Decentralized liquid staking giant Lido Finance has decided to stop accepting new solana (SOL) token staking requests after Lido’s LDO token holders unilaterally voted in favor of discontinuing the service.
Staking SOL on Lido will no longer be available to new users, while the front-end will no longer be able to stake existing tokens in February 2024. As of Tuesday, about $55 million worth of SOL tokens are locked on Lido. data showsa significant decline from the peak of $440 million in April 2022.
“After much discussion and a vote by Lido DAO members, it was decided that the best course of action would be to phase out Lido on Solana,” Lido Developers said in a message.
“While this decision was difficult in light of the many strong relationships within the Solana ecosystem, it was considered a necessity for the continued success of the broader Lido protocol ecosystem,” the developers added.
Over 92% of the Lido community voted to discontinue the product rather than choosing to continue the service, a vote that is ended on October 5 shows.

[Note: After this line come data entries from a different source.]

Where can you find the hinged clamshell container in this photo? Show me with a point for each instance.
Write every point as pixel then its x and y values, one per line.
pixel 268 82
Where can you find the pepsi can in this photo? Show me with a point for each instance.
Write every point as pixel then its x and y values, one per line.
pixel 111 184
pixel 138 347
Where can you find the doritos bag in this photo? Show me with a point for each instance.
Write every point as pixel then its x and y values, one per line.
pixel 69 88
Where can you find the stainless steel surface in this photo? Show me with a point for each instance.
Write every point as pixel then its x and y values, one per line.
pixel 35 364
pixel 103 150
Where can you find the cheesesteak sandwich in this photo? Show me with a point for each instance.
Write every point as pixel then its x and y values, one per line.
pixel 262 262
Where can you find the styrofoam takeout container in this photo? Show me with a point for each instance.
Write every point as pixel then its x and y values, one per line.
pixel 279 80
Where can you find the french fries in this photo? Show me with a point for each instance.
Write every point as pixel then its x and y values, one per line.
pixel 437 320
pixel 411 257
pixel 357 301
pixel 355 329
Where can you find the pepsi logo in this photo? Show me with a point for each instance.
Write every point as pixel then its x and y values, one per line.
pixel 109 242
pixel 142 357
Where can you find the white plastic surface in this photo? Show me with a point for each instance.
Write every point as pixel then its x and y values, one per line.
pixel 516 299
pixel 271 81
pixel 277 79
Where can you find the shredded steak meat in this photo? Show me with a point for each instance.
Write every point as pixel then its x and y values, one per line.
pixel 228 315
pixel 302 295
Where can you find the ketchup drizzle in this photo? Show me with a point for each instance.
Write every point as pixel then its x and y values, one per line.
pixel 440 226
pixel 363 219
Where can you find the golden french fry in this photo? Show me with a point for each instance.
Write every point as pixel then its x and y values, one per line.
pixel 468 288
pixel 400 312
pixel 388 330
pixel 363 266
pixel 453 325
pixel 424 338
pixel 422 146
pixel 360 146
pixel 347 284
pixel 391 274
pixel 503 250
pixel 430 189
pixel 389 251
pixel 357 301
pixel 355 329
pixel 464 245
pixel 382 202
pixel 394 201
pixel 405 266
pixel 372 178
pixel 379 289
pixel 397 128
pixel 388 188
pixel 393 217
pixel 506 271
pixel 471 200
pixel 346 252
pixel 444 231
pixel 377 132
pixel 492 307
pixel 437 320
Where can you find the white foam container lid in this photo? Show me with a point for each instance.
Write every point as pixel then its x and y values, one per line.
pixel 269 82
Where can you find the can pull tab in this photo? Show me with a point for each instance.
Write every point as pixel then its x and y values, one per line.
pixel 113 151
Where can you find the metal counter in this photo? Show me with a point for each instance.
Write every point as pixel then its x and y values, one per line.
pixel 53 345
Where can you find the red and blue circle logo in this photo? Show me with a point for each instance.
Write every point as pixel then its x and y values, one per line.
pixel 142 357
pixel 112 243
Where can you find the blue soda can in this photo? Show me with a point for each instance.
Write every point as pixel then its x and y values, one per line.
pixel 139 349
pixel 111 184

In discussions leading up to the vote, some community members pointed out that the mentioned high costs by P2P developers to maintain the service has been a point of contention.

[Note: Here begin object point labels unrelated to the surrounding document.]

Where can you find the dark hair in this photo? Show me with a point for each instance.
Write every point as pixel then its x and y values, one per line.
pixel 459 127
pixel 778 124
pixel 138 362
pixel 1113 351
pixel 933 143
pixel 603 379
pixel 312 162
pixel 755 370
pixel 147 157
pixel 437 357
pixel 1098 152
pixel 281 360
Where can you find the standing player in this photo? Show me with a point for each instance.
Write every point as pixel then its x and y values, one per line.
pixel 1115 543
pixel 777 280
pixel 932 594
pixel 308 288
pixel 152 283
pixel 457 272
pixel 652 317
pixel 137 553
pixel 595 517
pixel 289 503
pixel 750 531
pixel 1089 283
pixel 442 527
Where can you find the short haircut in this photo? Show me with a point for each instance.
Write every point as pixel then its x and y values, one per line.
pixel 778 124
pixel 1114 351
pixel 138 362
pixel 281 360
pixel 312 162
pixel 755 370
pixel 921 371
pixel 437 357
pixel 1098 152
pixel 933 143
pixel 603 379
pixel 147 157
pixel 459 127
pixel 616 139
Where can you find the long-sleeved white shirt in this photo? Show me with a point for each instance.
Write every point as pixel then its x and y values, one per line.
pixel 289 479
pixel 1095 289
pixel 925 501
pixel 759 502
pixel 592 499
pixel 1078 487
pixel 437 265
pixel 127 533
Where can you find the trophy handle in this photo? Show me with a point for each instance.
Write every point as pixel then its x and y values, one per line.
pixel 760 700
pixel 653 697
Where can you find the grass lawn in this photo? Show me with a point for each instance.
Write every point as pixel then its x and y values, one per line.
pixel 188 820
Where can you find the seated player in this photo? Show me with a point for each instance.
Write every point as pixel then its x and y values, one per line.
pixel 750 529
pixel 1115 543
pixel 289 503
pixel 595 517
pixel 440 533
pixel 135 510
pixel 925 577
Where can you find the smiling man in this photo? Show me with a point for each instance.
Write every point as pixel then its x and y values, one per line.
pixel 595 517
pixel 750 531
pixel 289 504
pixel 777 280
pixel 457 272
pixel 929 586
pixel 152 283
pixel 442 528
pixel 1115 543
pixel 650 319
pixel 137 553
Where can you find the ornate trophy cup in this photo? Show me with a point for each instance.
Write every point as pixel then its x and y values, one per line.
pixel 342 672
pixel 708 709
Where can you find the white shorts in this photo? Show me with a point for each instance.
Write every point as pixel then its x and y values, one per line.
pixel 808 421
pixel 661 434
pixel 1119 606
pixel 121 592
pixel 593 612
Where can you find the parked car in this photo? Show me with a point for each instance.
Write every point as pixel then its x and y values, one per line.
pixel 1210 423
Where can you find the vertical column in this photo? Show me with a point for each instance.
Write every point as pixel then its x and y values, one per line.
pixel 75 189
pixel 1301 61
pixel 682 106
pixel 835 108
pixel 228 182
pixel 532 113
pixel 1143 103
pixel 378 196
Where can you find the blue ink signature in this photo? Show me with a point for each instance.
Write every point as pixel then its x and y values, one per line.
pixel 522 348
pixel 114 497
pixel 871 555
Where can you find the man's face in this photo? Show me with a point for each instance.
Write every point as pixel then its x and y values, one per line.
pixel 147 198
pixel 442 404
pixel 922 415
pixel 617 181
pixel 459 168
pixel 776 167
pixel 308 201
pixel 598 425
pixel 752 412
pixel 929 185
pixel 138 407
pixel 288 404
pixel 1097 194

DAOs, short for decentralized autonomous organizations, are a blockchain-based organizational or business form often governed by a native crypto token. Staking refers to locking tokens onto a protocol to help validate transactions and maintain a blockchain network in exchange for rewards.

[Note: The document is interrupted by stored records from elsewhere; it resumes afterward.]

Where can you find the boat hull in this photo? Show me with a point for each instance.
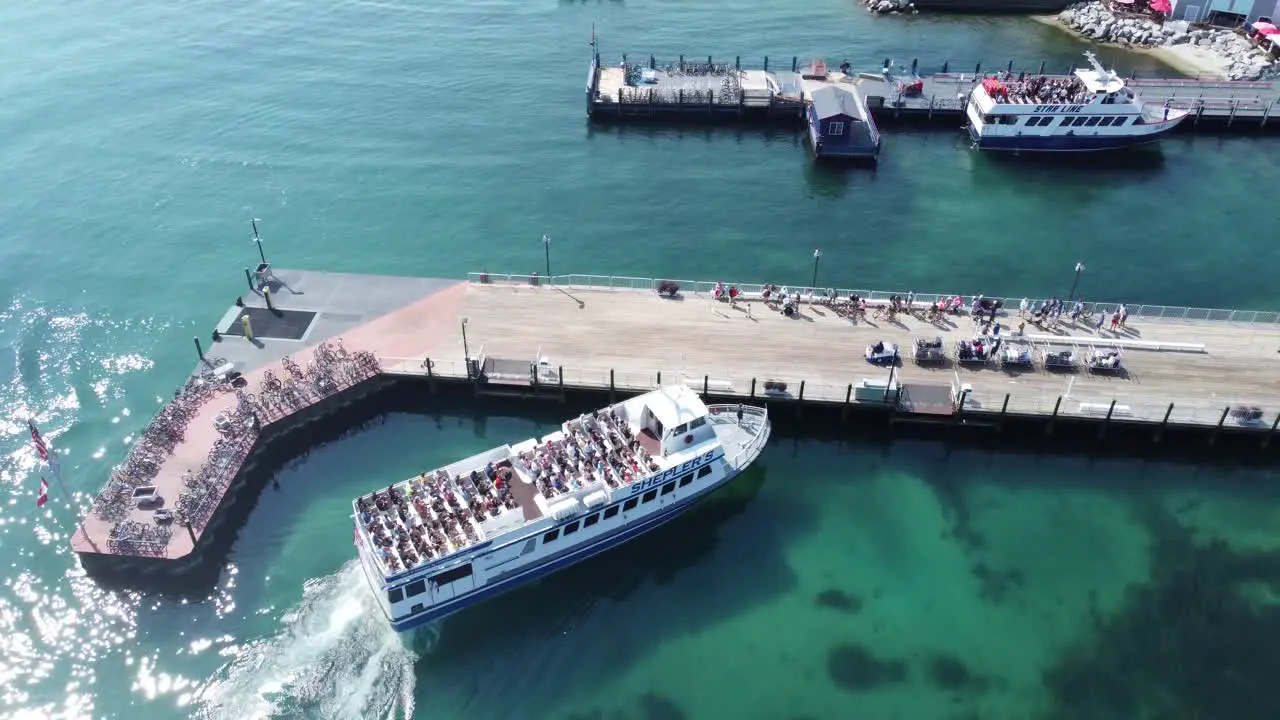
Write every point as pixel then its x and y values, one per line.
pixel 1065 142
pixel 552 565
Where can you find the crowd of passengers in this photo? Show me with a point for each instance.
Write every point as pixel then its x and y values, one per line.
pixel 598 447
pixel 433 515
pixel 1041 90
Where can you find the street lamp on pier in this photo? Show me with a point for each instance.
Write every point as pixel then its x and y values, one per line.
pixel 1079 268
pixel 466 349
pixel 257 240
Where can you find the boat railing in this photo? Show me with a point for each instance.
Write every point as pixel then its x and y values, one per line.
pixel 755 427
pixel 752 291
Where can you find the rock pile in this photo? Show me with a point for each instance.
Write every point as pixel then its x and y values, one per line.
pixel 1096 22
pixel 890 7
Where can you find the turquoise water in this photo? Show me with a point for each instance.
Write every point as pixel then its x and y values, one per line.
pixel 835 579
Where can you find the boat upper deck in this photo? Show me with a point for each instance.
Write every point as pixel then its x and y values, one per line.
pixel 438 514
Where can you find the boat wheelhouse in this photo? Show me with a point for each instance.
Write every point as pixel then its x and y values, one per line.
pixel 1092 109
pixel 456 536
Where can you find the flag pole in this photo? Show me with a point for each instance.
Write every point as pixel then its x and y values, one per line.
pixel 56 472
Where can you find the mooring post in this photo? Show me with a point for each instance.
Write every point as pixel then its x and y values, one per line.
pixel 1221 420
pixel 1266 440
pixel 1160 431
pixel 1106 422
pixel 1048 428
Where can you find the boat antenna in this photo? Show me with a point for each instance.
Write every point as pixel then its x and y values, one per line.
pixel 257 238
pixel 1104 74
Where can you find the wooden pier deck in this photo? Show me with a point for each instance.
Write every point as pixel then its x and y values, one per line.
pixel 773 92
pixel 625 337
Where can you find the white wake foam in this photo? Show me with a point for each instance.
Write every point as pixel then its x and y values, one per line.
pixel 334 656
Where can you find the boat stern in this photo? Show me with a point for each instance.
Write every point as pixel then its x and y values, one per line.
pixel 743 431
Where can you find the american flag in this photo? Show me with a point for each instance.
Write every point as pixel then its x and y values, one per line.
pixel 39 442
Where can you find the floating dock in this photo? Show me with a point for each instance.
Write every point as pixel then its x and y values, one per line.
pixel 732 90
pixel 1184 372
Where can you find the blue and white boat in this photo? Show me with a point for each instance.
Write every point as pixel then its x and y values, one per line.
pixel 1089 110
pixel 437 543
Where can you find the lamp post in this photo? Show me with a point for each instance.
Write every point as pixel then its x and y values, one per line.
pixel 257 240
pixel 1079 268
pixel 466 350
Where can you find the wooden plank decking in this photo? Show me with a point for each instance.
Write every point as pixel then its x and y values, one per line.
pixel 638 335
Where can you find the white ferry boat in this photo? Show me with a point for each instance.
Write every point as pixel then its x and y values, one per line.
pixel 456 536
pixel 1089 110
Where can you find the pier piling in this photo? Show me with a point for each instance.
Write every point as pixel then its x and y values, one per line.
pixel 1160 431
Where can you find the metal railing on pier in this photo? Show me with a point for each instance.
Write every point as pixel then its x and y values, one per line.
pixel 873 296
pixel 786 384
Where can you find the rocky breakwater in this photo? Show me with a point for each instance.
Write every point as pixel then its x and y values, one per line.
pixel 1239 58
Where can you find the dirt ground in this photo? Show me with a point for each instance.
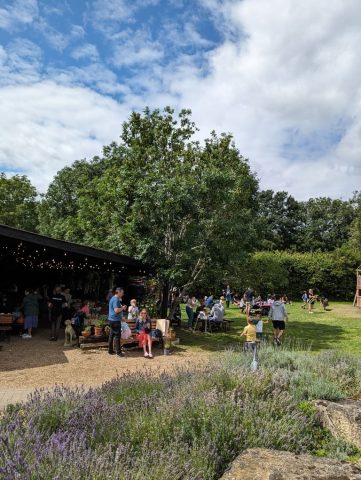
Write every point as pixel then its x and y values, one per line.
pixel 36 362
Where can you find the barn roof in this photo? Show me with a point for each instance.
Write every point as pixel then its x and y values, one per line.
pixel 11 233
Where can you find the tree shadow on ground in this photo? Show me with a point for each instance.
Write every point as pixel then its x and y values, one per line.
pixel 21 354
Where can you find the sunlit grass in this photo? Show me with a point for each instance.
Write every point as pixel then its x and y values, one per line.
pixel 337 328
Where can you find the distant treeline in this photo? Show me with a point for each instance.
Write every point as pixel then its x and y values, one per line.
pixel 194 212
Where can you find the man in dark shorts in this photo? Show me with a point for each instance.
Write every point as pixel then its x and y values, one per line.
pixel 115 315
pixel 279 316
pixel 56 305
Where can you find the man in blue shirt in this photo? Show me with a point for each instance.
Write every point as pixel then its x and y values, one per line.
pixel 115 315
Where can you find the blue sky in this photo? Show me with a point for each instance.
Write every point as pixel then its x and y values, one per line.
pixel 282 76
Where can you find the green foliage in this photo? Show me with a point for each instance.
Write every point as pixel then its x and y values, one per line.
pixel 330 273
pixel 326 224
pixel 18 204
pixel 281 219
pixel 181 207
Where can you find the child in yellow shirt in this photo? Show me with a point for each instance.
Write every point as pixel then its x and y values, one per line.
pixel 250 333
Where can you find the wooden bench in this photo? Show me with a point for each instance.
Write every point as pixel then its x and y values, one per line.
pixel 6 325
pixel 97 342
pixel 227 324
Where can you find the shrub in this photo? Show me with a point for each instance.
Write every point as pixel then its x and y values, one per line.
pixel 189 425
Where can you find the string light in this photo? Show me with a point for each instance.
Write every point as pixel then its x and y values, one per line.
pixel 29 258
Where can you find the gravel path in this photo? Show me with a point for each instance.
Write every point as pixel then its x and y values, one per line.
pixel 36 363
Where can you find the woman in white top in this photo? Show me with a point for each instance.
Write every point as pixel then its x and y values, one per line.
pixel 133 311
pixel 191 304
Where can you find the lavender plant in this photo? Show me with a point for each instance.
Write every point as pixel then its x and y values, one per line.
pixel 189 425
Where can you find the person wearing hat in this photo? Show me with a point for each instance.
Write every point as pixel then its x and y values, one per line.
pixel 115 315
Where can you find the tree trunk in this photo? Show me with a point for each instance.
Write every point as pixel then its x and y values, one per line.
pixel 165 300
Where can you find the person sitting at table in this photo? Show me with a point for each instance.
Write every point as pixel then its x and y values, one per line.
pixel 85 308
pixel 217 313
pixel 143 328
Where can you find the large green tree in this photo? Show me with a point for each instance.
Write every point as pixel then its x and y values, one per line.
pixel 280 220
pixel 326 225
pixel 183 207
pixel 18 202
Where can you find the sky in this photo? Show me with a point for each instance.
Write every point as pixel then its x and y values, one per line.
pixel 283 76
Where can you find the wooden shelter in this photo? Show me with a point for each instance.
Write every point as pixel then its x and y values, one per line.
pixel 357 301
pixel 29 260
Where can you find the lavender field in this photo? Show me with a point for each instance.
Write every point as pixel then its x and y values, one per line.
pixel 189 425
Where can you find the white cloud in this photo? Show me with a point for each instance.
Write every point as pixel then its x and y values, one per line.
pixel 18 12
pixel 284 81
pixel 294 66
pixel 48 126
pixel 86 51
pixel 20 62
pixel 95 75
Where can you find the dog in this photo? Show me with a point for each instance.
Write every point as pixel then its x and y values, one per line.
pixel 70 335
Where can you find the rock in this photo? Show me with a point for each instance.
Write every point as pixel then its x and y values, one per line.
pixel 263 464
pixel 342 418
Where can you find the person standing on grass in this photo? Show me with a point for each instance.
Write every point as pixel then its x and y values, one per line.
pixel 278 315
pixel 191 304
pixel 304 299
pixel 250 333
pixel 248 296
pixel 311 300
pixel 228 296
pixel 144 329
pixel 30 307
pixel 56 305
pixel 115 315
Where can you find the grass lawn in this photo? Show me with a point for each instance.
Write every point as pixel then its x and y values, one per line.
pixel 338 328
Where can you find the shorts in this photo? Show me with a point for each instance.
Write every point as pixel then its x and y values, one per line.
pixel 249 346
pixel 31 321
pixel 279 324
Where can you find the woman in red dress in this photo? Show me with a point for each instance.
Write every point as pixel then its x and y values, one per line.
pixel 143 328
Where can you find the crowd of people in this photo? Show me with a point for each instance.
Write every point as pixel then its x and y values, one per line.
pixel 58 305
pixel 259 311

a proposal floated of P2P Validator, the developers who built the product on Lido in early September revealed that they had suffered losses of over $480,000 over the past year, compared to the $700,000 spent to build the product. It shared concerns that targets could not be achieved in the coming year, citing difficult market conditions.
“Achieving even 2% of market share by 2023-2024 seems unlikely, especially in the current Solana market, without any marketing support and given Lido DAO’s Commission Resolution 22 to end all incentives in Solana,” the proposal said of the team.
P2P Validator sought funding from Lido in its proposal to continue offering the SOL staking product to users, failing which it would have to discontinue the product.